Last month, when scraggly local trio Young Adults wandered out on stage at the Middle East downstairs to open for hyped lo-fi darlings Best Coast, college indie brats were already thronging the room. Young Adults are a house-show beast by nature, all fuzzed-out bass and splintered bits of guitar that go well with fire hazards and leaking pipes, and they stood out a bit that night. There was some home-team carry-over in the crowd — a pocket of friends danced amid the more fashionably timid bystanders. But for the most part, the downstairs stage was a brave new world.

One of many for the band, really. After just a few months of playing out in Boston, they had already caught the eye of a group of erratic bloggers from the Czech Republic who wanted to start working with them. Now it's a few months later, and they're about to celebrate their first 12-inch, Black Hole, on the brand new Prague-based label AMDISCS. (The release party is this Saturday at Great Scott.) The situation has been a bit hectic, but that's kind of where they thrive. You could say Young Adults were born out of a junkpile of old bands and haywire Photoshop art — dozens of warped records and mismatched layers covering up some genuine know-how.

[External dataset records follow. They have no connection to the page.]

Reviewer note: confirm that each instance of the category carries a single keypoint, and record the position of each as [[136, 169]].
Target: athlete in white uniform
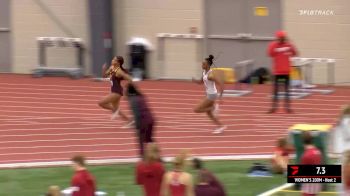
[[208, 103]]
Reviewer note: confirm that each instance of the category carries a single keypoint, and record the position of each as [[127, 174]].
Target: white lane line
[[276, 190], [106, 88], [161, 95], [132, 138], [228, 108], [173, 129], [131, 143], [99, 160], [129, 150]]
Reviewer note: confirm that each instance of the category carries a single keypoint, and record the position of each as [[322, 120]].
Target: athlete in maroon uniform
[[116, 73]]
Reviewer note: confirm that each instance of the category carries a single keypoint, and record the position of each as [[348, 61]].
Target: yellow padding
[[295, 73], [228, 74], [309, 127]]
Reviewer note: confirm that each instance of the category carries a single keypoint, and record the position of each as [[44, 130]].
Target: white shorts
[[212, 96]]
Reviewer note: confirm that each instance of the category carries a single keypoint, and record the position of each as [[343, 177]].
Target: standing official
[[280, 51]]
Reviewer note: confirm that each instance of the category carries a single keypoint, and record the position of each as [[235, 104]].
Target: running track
[[51, 119]]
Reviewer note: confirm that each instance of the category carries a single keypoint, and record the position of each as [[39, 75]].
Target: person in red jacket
[[311, 156], [82, 179], [280, 51]]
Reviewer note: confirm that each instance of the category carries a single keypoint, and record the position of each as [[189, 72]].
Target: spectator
[[82, 178], [144, 120], [150, 171], [346, 174], [311, 156], [205, 187], [53, 191], [206, 177], [280, 158], [178, 182]]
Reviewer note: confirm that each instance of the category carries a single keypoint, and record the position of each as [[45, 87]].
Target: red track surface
[[50, 119]]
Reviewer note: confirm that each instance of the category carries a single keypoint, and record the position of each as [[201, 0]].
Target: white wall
[[29, 20], [321, 36], [146, 18]]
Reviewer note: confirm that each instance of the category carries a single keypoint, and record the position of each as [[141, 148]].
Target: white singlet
[[209, 85]]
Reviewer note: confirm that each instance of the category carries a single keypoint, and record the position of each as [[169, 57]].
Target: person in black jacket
[[144, 121]]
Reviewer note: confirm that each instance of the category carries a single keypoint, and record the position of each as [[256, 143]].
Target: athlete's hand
[[220, 98]]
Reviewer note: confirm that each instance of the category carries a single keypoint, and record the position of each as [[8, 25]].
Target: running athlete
[[111, 102], [208, 104]]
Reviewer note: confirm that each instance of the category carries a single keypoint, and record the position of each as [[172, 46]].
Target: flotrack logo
[[316, 12]]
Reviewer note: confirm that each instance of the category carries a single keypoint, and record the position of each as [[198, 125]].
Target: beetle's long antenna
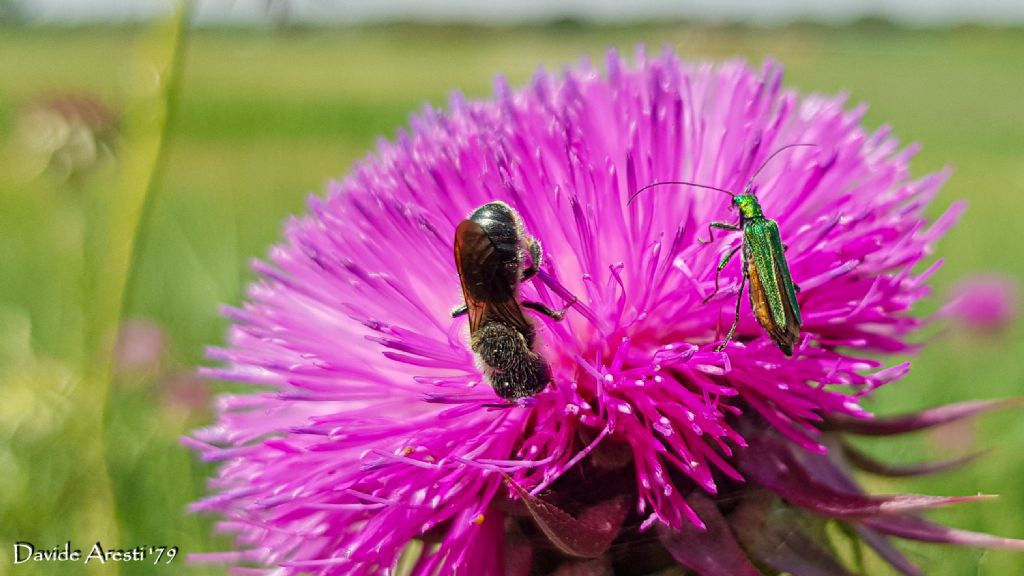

"We're at the point where things start to happen," says guitarist Chris Villon. He's sitting across from drummer and younger brother Kurt on a recently craigslisted and generously worn-in couch in the Allston living room of bassist Demitri Swan. "Although I'm not sure anyone even knows what that means anymore."

The band are stretching out in the room now that the house's dinner shift has abandoned the TV. (Swan's place is a glorious three-floor mess packed with housemates and framed clown art.) The living room is crammed with dysfunctional accessories — a refrigerator, a jumbo jug of laundry detergent, piles of coats. Chris sits in the corner with a bowl of ramen and goes over some of the finer details of the business with AMDISCS.

"We just talk over g-chat, basically," he says. "They pretty much communicate strictly through internet slang, broken English, and dick jokes." This past summer, the label threw a big festival in the Czech Republic with Vivian Girls, Ecstatic Sunshine, Toro y Moi, and gobs more. "When we finally got the signed contract in the mail, they had drawn a dick in the signature line beside their names."

Call it progress, anyway — for Kurt, who'd never played in a band before the Adults' first show last December, but also for Chris and Swan, who've spent years cutting their teeth on Boston crowds: Chris with shoegaze underdogs Whitetail, Swan with the breezy Magic Magic and the chaotic Paparazzi.

Young Adults' music makes interesting use of all that experience. They pummel a couple of ideas and rhythms into an overgrown din that almost changes genres depending on how loud you're listening — maybe spacy psych-rock, maybe off-the-tracks punk. Live, you've got no choice — it's monstrous. The shout-along dual vocals, funneling out of some long-lost Fugazi practice, barely make it out over the rest of the noise.